Clamorous guitar chords cement the melody, embellished by touches of strings and brass as the song progresses while there is a tinge of yearning in the lead vocal delivery that also befits the environmental message that appears to underpin the song. You could probably write a short course around the imagery in both song and video as the players emerge from the dirt to escape to a new, virgin world untarnished by human activity. Should any aliens land this evening I think they would also seek out and enjoy it.

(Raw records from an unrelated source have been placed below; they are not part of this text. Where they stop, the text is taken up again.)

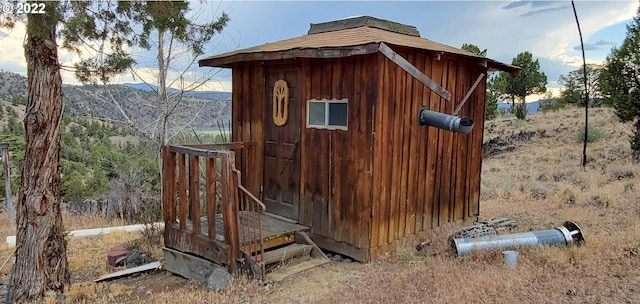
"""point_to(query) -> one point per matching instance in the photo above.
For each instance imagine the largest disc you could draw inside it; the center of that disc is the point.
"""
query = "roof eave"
(227, 60)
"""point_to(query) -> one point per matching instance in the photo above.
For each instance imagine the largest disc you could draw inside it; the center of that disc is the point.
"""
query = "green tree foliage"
(474, 49)
(493, 94)
(620, 81)
(530, 81)
(573, 83)
(493, 97)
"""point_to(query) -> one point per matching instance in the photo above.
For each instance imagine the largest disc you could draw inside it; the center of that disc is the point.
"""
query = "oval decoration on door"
(280, 103)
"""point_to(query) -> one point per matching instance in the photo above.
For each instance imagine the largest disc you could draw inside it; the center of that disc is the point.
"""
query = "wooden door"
(281, 189)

To close, here are a couple of little gems that passed across my desk this week. I did not know a great deal about Minneapolis-born visual artist and singer-songwriter Morly (aka Katy Morley) for whom the emotive single “Twain Harte" represents her first new material for three years. On the strength of this beautiful snapshot of a distanced love affair, we can really look forward to further releases next year. There is a happy ending too as finding herself falling in love with someone across the Atlantic, Morly moved from Los Angeles to London this year to join her partner.
There is a circular feel to the final song choice this week too. I recall seeing the Irish born and British raised singer-songwriter Holly Macve play an intimate show at the elegantly austere early 19th century church of St John on Bethnal Green in East London back in 2017. Her debut album, Golden Eagle, was a personal favourite that year and her vocal style, recalling country icons of past times, was a melismatic delight. It seems apt then that the video to Macve’s Christmas single out this week was filmed in a church; the grand space of All Saints in Hove, Sussex. “Wonder” is a toast to nostalgia and bring with it a vision of the sights, signs and people we associate with Christmas time and may miss this year. Wonderful indeed.